Privately issued crypto has failed as medium of exchange, store of value, says MAS chief

SINGAPORE – Cryptocurrencies that are issued privately have failed the test of digital money, Mr Ravi Menon, managing director of the Monetary Authority of Singapore (MAS), said on Thursday.

They have performed poorly as a medium of exchange or store of value, he noted.

The prices of cryptocurrencies are volatile and many investors have suffered heavy losses, he added.

Mr Menon made the point in a speech at the Singapore Fintech Festival conference at the Singapore Expo on Thursday, when he outlined the four contenders for digital money.

They are cryptocurrencies, central bank digital currencies (CBDCs) or wholesale CBDCs, tokenised bank liabilities and stablecoins that are well regulated.

Tokenisation involves converting financial instruments or obligations issued by a bank into digital tokens and which can be transferred or recorded on a digital ledger, or blockchain. Examples of bank liabilities are loans and deposits.

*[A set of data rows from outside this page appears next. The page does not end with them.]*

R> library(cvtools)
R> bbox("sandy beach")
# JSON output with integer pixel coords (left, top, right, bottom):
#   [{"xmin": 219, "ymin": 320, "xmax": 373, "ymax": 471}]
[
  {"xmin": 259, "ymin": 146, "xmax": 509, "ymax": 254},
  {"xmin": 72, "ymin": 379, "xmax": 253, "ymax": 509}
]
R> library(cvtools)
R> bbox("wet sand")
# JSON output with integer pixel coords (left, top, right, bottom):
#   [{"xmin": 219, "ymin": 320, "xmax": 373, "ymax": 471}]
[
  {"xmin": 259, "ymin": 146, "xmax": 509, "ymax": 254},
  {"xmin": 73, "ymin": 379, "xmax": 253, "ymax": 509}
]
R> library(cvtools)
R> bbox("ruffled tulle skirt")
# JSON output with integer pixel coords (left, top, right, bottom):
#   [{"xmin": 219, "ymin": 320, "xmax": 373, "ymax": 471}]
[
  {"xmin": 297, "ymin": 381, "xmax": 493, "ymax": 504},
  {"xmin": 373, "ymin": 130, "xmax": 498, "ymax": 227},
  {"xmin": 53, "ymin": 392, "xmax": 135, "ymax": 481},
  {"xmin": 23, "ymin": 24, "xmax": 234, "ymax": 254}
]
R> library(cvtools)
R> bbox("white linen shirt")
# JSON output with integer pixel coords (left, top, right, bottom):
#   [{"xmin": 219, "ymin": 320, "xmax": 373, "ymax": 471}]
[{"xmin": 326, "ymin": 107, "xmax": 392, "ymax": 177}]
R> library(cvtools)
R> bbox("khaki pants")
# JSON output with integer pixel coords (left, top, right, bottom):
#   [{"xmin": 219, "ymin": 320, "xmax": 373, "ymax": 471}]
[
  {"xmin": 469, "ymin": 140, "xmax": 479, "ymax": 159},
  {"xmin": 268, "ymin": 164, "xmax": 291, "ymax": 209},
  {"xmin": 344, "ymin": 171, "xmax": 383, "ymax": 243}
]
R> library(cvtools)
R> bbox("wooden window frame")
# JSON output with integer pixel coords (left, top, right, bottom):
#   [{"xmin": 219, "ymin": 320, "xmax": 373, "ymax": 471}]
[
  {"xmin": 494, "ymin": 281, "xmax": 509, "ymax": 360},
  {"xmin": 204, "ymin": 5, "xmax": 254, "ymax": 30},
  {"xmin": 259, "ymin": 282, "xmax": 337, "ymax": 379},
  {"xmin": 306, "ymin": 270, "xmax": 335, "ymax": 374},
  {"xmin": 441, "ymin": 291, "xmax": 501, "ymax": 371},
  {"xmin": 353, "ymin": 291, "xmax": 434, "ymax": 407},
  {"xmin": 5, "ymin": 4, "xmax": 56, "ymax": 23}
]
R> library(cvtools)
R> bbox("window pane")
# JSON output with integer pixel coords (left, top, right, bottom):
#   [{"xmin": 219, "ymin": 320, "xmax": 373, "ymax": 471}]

The MAS chief, who is retiring on Jan 1, said wholesale CBDCs and tokenised bank liabilities can play the role of digital money and help to achieve atomic settlement, which allows simultaneous and irreversible transfers of assets or funds between parties.

He noted that MAS has conducted many experiments on the use of wholesale CBDCs with other central banks and the financial industry.

The regulator will now further expand testing to the live issuance of wholesale CBDCs to instantaneously settle payments across commercial banks.

MAS will soon partner the local banks to pilot the use of wholesale CBDCs as a common settlement asset in domestic payments.

“Banks will issue tokenised bank liabilities that represent claims on their balance sheets by their retail customers. Retail customers will be able to use these tokenised bank liabilities in transactions with merchants, who can then credit these tokenised bank liabilities with their respective banks,” Mr Menon said.

Outstanding interbank obligations arising from these transactions will be settled via an automatic transfer of wholesale CBDCs.

What this means is that clearing and settlement will be done in a single step, on the same infrastructure. This is unlike the existing process where clearing and settlement take place on different systems, and settlement occurs with a lag.

On stablecoins, Mr Menon said that if well regulated, they can potentially play a useful role as digital money alongside CBDCs and tokenised bank liabilities.

Stablecoins are cryptocurrencies whose value is pegged, or tied, to that of another currency.